[MLton] Unicode... again

Mon Feb 12 12:52:04 PST 2007

Wesley W. Terpstra wrote:
> On Feb 12, 2007, at 8:20 PM, Matthew Fluet wrote:
>>> - For the time being I choose to ignore the basis' claim that "in 
>>> WideChar, the functions toLower, toLower, isAlpha,..., isUpper and, 
>>> in general, the definition of a ``letter'' are locale-dependent" and 
>>> raise an Unimplemented exception for these methods. I think the 
>>> standard is dreadfully misguided in assuming a global locale, and I 
>>> defer what to do here till later as it is what blocked my progress 
>>> last time. (IMO these functions have only questionable use, anyway)
>>
>> Not to dismiss any of the thought and work already done, but I'm curious
>> why another 'obvious' interpretation of WideChar hasn't been explored. 
>> That is, why don't we take WideChar as an (admittedly brain-dead) 
>> wrapping of functions defined in <wchar.h>.  These descriptions of 
>> these functions seem to match the Basis Library descriptions, in that 
>> they have a notion of the current locale.  Admittedly, WideChar 
>> wouldn't provide access to changing the locale (the setlocale 
>> function), but this would seem consistent with other portions of the 
>> SML Basis Library that provides just a thin veneer over corresponding 
>> POSIX functions.
> 
> We could do that. My definitions of the is* methods are place-holders. I 
> consider these methods worse than useless; I'd rather they simply didn't 
> exist. Since they do exist, mapping them to iswalpha, iswalnum, etc. 
> might be ok... as long as these are portably available. 

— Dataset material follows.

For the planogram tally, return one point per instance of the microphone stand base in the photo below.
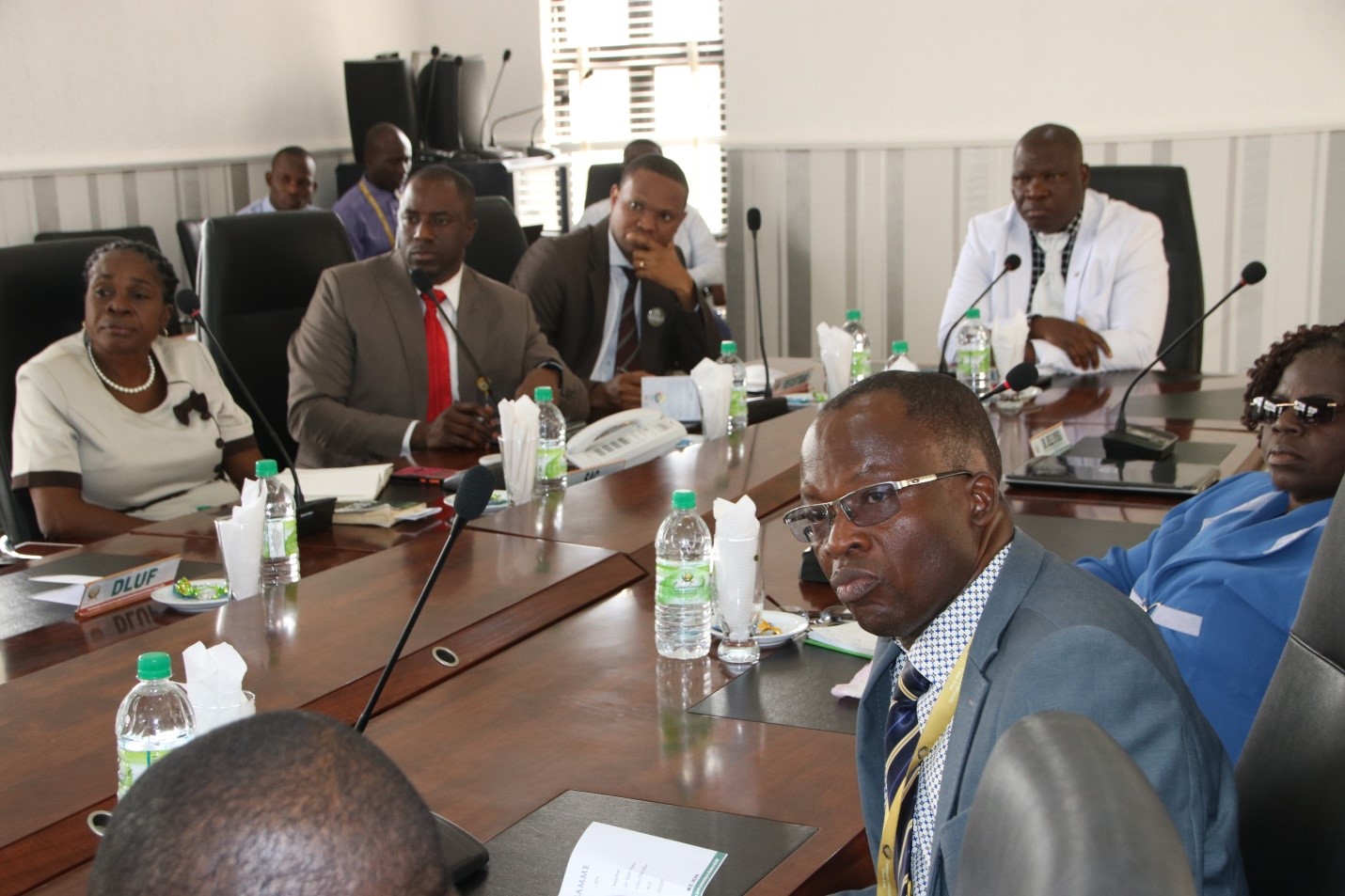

Indeed, the idea being that while we all know they are broken, at least 
they are broken in the same way as they are broken in C.

 > Still, I'd
> rather try to use the locale independent character classes specified by 
> Unicode. 

Right, and since that is going to include a lot more functions than the 
CHAR.is* functions, they will live in their own structure.